La Verdadera Felicidad…

Si hace tres años alguien hubiera dicho lo que iba yo a vivir en los años venideros, no lo habría creído. Cambió tanto mi vida…

Yo trabajaba en un estudio de sistemas, desarrollando programas administrativos de computación para empresas. Mi vida era perfecta: felizmente casada con un hombre maravilloso, con un buen pasar económico gracias al trabajo de ambos, sin hijos (por lo tanto con todo el tiempo del mundo para salir a divertirnos con amigos).
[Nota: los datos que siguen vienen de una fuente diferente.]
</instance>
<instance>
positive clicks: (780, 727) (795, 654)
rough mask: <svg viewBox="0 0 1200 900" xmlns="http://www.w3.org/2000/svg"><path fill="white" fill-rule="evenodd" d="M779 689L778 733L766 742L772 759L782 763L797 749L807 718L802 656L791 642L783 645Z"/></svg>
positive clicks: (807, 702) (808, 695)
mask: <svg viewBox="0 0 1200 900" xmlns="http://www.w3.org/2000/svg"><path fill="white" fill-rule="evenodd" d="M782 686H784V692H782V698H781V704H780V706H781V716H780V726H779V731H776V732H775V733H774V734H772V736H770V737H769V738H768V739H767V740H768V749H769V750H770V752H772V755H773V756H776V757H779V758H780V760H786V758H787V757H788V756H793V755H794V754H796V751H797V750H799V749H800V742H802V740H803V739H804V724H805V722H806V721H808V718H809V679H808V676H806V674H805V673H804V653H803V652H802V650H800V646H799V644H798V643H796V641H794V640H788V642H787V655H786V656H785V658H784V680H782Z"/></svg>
En fin con mi vida perfectamente «programada,» al fin y al cabo de eso me ganaba la vida: programando y supervisando que todo estuviera perfecto. Y me creía la mujer más afortunada del mundo.

Pero un buen día nació Luciano Nicolás, nuestro primer hijo. Un hijo no tan perfecto. Y todo ese mundo de felicidad se derrumbó en un instante. El primer escombro cayó cuando al séptimo mes de mi embarazo me informaron que el niño venía con problemas, su intestino tenía una malformación en el duodeno y había que operarlo tan pronto naciera para que pudiera sobrevivir.

A partir de ese momento comenzó una pesadilla imposible de contar, mi internación hasta que nació Luciano, sus dos operaciones de intestino, sus dos meses y medio en terapia intensiva sin saber que iba a pasar, el alta que empañó nuestra felicidad por venir acompañado de una orden de tratamiento en hepatología porque tanta alimentación por suero le había dejado la bilirrubina por las nubes, el diagnóstico del Síndrome de Down cuando Luciano tenía cinco meses de vida, su epilepsia que apareció dos meses después, aparentemente secuela de las intervenciones quirúrgicas…Y como broche de oro: al año y un mes de vida le diagnostican hipertensión pulmonar severa. ¿Qué es eso? Una sentencia de muerte sin fecha de ejecución. No sabemos cuando su corazón va a decir: «Basta, me cansé». «No se puede operar, no se puede tratar… No se puede hacer nada», dijeron los médicos.

Pero sí que se puede. Quizá yo no pueda sanar su organismo pero puedo elegir. Puedo elegir hacer de mi vida un infierno de autocompasión o un paraíso de amor. Puedo elegir que la vida me pase por encima y que el final llegue inexorable o vivir cada día con intensidad para que Luciano no me deje nunca porque cuando él no esté a mi lado físicamente, lo estará en recuerdos felices. Puedo elegir lamentarme porque no vamos a tener «cantidad de vida» o alegrarme porque vamos a tener «calidad de vida». Puedo elegir ser una mamá triste o una mamá feliz.

Y puedo dar gracias a Dios porque si nada de esto hubiera pasado, quién sabe si yo valoraría lo que tengo. Quién sabe si sabría darme cuenta que la felicidad no es el bienestar económico sino poder disfrutar del amor de los que te rodean. Quién sabe si alguna vez hubiera salido de mi mundo egoísta para conocer la inmensa alegría que se siente cuando uno aprende a ayudar a los demás.

No voy a decirles que es fácil. No, no lo es. Hay días en los cuales quisiera olvidarme de que elegí ser fuerte y quisiera llorar hasta secarme, y tengo que hacer un verdadero esfuerzo para no ceder ante la tentación. Pero de eso se trata la vida: de luchar. Porque no hay nada mejor que disfrutar de lo que a uno le costó trabajo lograr.

Y si mi hijo tiene una vida plena y feliz, siento que valió la pena mi esfuerzo.